The S&P 500 was up 0.03%, the Dow Jones Industrial Average added 0.27%, or 90 points, the Nasdaq jumped 1.8%.
Big tech moved off its worst levels of the day to help steady, led by gains in Google-parent Alphabet (NASDAQ:GOOGL), and Microsoft (NASDAQ:MSFT ahead of their quarterly results expected Tuesday.
Amazon (NASDAQ:AMZN), and Meta (NASDAQ:FB), Apple (NASDAQ:AAPL) also cut losses, though the latter remained in slightly under the flatline.
These five megacap stocks, which account for more than a quarter of the weighting of the S&P 500 index, need to deliver quarterly results that drown out the fears of global slowdown.
“In a nutshell, the Street needs to see the fundamental drivers in play on the cloud, enterprise, and consumer front to show the ‘feared slowdown’ is more bark than bite at this point in the cycle,” Wedbush said Monday.

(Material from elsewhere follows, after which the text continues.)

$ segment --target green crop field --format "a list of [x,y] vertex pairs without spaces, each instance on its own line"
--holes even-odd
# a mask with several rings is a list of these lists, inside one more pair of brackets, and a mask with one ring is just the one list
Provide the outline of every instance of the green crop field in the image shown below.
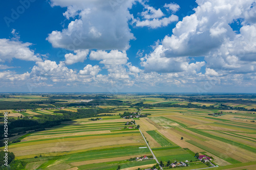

Twitter (NYSE:TWTR), meanwhile, continued to hog the limelight. In the afternoon it announced it had accepted a take-private offer from Tesla (NASDAQ:TSLA) chief executive Elon Musk, who offered $54.20 per share. Twitter announces quarterly results on Thursday.
Stocks started the week on the back foot after as global growth concerned resurfaced on fears that rising Covid-19 cases in China could spark another lockdown in the world’s second largest economy.
Energy stocks bore the brunt of the pressure, down more than 2%, on fears that a lockdown in China could sap demand. Bloomberg reported, citing unknown sources, that demand for gasoline, diesel and aviation fuels in China could drop by 20% year-on-year in April.
Schlumberger NV (NYSE:SLB), Halliburton (NYSE:HAL), and Baker Hughes (NASDAQ:BKR) were among the biggest decliners in the energy sector.
Financials, meanwhile were also nursing losses, paced by a decline in bank stocks as Treasury yields took a breather from their recent melt-up.
On the earnings front, meanwhile, Activision Blizzard (NASDAQ:ATVI) was down less than 1% after first-quarter revenue fell short of Wall Street expectations amid weaker than expected demand for its “Call of Duty: Warzone.”
Despite the rebound, some on Wall Street said there is still likely more downside ahead.
“We do not see the daily, weekly, or monthly charts as necessarily ‘oversold’ at this point- which implies there is likely more downside ahead before current selling conditions hit extremes,” Janney Montgomery Scott said in a note.